Background: Our previous research showed that icariin (1) and its phosphorylated structural modification (2) improved the survival and attenuated oxidative stress and liver dysfunction induced by duck virus hepatitis. In this paper, we were one step closer to determine the structure of phosphorylation icariin (2) by the FT-IR, HRESIMS and (13)C NMR. Anti-DHAV activities of 1 and 2 were compared in duck embryonic hepatocytes (DEHs) cultured in vitro and by artificial infection method in vivo. Additionally, the antiviral mechanisms of replication/release in vitro and the DHAV gene expression in vivo of 1 and 2 were analyzed.
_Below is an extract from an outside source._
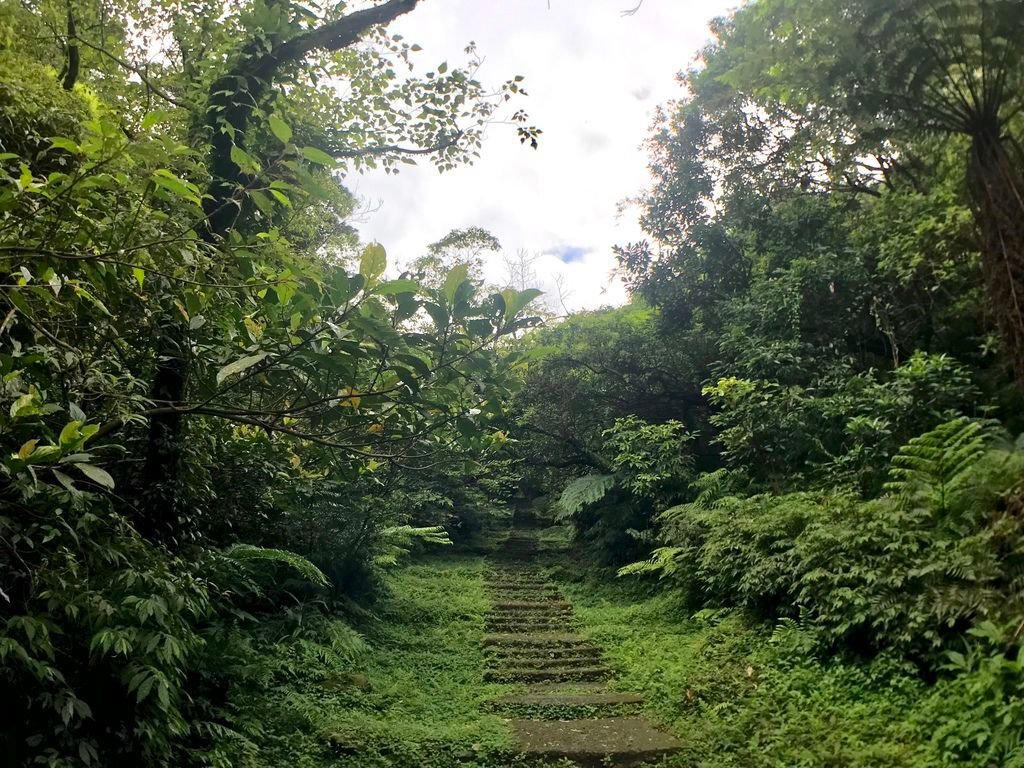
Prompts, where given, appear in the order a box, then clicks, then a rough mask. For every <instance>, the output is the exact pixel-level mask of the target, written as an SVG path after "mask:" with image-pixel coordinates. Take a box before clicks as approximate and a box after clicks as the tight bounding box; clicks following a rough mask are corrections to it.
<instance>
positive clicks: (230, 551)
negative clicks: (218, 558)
mask: <svg viewBox="0 0 1024 768" xmlns="http://www.w3.org/2000/svg"><path fill="white" fill-rule="evenodd" d="M224 554H225V555H226V556H227V557H229V558H231V559H232V560H241V561H247V560H262V561H265V562H279V563H284V564H285V565H289V566H291V567H292V568H294V569H295V570H297V571H298V572H299V573H300V574H302V578H303V579H305V580H307V581H309V582H312V583H313V584H316V585H318V586H321V587H326V586H327V585H328V583H329V581H330V580H328V578H327V574H326V573H324V571H323V570H321V569H319V568H317V567H316V566H315V565H313V564H312V563H311V562H309V560H307V559H306V558H304V557H303V556H302V555H297V554H295V553H294V552H289V551H288V550H283V549H270V548H268V547H256V546H254V545H252V544H236V545H234V546H233V547H231V548H230V549H228V550H227V551H225V552H224Z"/></svg>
Results: Compound 2's molecular formula was C33H42O18P. The results indicated that 1 and 2 effectively resisted DHAV invading DEHs, that they decreased the mortality of ducklings challenged with DHAV, and that 2 performed more effectively. 1 and 2 performed evenly on DHAV release; however, 2 restrained virus replication far more effectively. Since the anti-DHAV mechanisms of 1 and 2 in vitro probably involve suppression of replication and release, 2's better performance in anti-DHAV may result from its far more effectively inhibiting virus replication.
Conclusions: The compound 2's chemical structure was defined as 8-prenylkaempferol-4'-methylether-3-rhamnosyl-7-(6'''-phosphate)-glycoside. 1 and 2 exhibited anti-virus activity on DHAV. Our results suggest that 1 and 2 might become an anti-virus plant material candidate.